Verify our function using values for which we know the result. For example, $\cos(0)=1$, $\cos(\pi)=-1$ and $\cos(\pi/4) = \frac{1}{\sqrt{2}}$.

In [145]:
cos_product(0,10)

1.0

In [146]:
cos_product(np.pi,10000)

-1.0001000050002433

In [147]:
cos_product(np.pi/4,10000000)

0.7071067856245614

In [148]:
1/2**0.5

0.7071067811865475

## Exercises (unsolved)

*  The natural log satisfies the following definite integral

    $$
    \int_1^e \frac{\ln x \ dx}{(1 + \ln x)^2} = \frac{e}{2} - 1
    $$

    Write a function called `log_integral` which takes input parameters $c$ and $N$ and returns the value of the (right) Riemann sum

    $$
    \int_1^c \frac{\ln x \ dx}{(1 + \ln x)^2} \approx \sum_{k=1}^N \frac{\ln x_k \ \Delta x}{(1 + \ln x_k)^2} \ , \ \ \Delta x = \frac{c - 1}{N}
    $$
    
    for the partition $x_k = 1 + k \Delta x$, for $k = 0, \dots , N$.
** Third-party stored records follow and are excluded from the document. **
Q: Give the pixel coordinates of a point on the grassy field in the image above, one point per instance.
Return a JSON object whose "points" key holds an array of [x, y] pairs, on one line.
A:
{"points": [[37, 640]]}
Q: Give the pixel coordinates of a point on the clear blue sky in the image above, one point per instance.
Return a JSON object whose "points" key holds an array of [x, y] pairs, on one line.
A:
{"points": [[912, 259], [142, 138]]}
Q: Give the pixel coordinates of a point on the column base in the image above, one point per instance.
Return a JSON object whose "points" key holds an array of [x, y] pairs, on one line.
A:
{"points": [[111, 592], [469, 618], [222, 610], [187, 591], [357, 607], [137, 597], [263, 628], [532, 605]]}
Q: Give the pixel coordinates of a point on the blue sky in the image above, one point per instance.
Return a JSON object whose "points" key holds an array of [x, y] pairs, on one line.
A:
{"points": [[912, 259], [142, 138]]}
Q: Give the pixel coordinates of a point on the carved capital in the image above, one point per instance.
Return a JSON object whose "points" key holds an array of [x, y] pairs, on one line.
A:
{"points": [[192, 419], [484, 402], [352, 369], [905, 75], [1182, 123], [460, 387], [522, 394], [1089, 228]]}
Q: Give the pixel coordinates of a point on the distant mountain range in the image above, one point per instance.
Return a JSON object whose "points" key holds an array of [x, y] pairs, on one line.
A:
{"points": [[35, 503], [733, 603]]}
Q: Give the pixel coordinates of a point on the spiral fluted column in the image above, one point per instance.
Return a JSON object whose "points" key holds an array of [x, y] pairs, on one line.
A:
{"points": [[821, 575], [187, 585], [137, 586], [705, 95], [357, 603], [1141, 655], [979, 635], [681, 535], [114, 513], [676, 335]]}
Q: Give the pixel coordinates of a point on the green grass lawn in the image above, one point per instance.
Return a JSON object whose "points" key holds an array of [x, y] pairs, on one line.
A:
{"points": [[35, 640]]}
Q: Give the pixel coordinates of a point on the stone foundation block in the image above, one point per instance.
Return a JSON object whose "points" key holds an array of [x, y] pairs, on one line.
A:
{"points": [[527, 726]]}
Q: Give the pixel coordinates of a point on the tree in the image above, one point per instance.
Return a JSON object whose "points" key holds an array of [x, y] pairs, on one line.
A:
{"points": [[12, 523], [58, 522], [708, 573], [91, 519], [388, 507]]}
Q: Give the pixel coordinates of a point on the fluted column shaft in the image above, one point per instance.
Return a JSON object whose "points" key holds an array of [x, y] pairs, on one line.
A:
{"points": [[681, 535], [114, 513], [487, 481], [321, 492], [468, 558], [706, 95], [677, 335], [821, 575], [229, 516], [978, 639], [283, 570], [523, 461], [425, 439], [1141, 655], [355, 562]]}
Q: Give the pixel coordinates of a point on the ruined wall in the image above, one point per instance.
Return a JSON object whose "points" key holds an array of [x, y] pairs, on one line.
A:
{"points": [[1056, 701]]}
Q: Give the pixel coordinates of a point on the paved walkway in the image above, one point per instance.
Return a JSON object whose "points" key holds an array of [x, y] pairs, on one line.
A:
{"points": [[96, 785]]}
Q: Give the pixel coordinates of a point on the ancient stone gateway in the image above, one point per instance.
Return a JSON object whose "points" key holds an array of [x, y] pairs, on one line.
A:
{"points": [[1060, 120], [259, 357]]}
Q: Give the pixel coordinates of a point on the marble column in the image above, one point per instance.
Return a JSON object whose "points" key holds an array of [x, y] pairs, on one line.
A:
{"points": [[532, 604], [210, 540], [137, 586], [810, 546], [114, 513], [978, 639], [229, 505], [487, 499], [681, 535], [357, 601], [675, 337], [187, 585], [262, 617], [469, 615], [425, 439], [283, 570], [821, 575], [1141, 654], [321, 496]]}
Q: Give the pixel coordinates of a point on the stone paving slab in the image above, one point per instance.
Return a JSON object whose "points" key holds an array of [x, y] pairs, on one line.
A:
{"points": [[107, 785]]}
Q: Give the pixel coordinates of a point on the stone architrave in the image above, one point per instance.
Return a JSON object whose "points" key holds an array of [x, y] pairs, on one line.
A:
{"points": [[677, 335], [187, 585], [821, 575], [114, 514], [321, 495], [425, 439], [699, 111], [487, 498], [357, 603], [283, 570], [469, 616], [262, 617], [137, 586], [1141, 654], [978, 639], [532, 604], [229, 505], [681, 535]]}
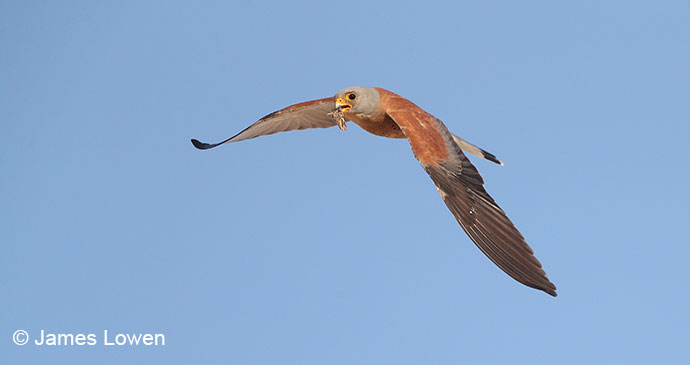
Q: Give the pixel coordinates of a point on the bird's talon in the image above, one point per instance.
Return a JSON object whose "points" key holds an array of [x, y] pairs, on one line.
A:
{"points": [[339, 117]]}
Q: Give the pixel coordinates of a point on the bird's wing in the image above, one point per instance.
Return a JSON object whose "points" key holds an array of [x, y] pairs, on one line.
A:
{"points": [[462, 189], [310, 114], [469, 147]]}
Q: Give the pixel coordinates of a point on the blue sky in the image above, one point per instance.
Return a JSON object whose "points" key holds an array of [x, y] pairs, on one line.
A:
{"points": [[330, 247]]}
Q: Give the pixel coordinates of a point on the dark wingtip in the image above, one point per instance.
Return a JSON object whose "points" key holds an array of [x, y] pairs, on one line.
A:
{"points": [[200, 145], [490, 156]]}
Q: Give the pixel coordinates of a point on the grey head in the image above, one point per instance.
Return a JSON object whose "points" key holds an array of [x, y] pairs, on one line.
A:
{"points": [[360, 100]]}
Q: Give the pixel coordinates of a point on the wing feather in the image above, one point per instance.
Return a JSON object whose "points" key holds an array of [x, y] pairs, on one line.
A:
{"points": [[462, 189], [310, 114]]}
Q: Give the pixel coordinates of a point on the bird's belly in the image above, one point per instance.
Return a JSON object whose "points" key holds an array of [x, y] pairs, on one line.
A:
{"points": [[384, 128]]}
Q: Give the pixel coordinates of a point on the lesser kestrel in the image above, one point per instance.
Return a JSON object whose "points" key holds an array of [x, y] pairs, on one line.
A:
{"points": [[440, 153]]}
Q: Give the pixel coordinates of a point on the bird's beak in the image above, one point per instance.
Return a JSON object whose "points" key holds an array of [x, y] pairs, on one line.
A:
{"points": [[342, 105]]}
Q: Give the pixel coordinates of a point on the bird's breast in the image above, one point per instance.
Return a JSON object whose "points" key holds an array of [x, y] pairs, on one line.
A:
{"points": [[382, 126]]}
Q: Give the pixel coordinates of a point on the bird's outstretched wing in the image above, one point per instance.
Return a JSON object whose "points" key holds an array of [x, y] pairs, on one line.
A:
{"points": [[462, 189], [310, 114]]}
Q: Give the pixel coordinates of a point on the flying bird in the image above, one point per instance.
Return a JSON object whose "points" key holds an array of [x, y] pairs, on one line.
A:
{"points": [[440, 153]]}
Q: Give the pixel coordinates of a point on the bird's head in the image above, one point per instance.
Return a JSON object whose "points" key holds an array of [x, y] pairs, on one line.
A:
{"points": [[359, 101]]}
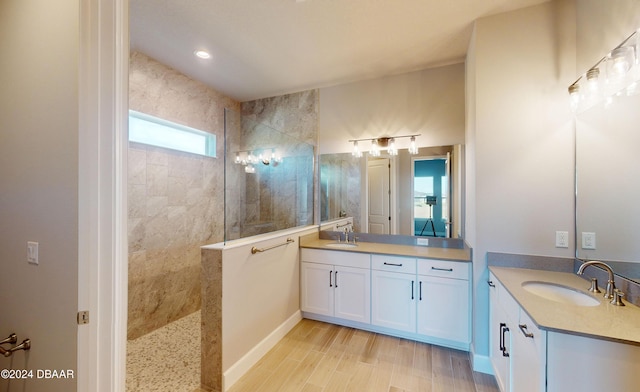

* Write a function called `k_sum` which takes input parameters `k` and `N` and returns the partial sum

    $$
    \sum_{n=1}^{N} \frac{1}{n^k}
    $$
    
    Verify your function by comparing to the infinite series identity

    $$
    \sum_{n=1}^{\infty} \frac{(-1)^{n+1}}{n^2} = \frac{\pi^2}{12}
    $$

* Write a function called `dot` which takes 3 inputs `M`, `i` and `j` where `M` is a square NumPy array and the function returns the dot product of the $i$th row and the $j$th column of $M$.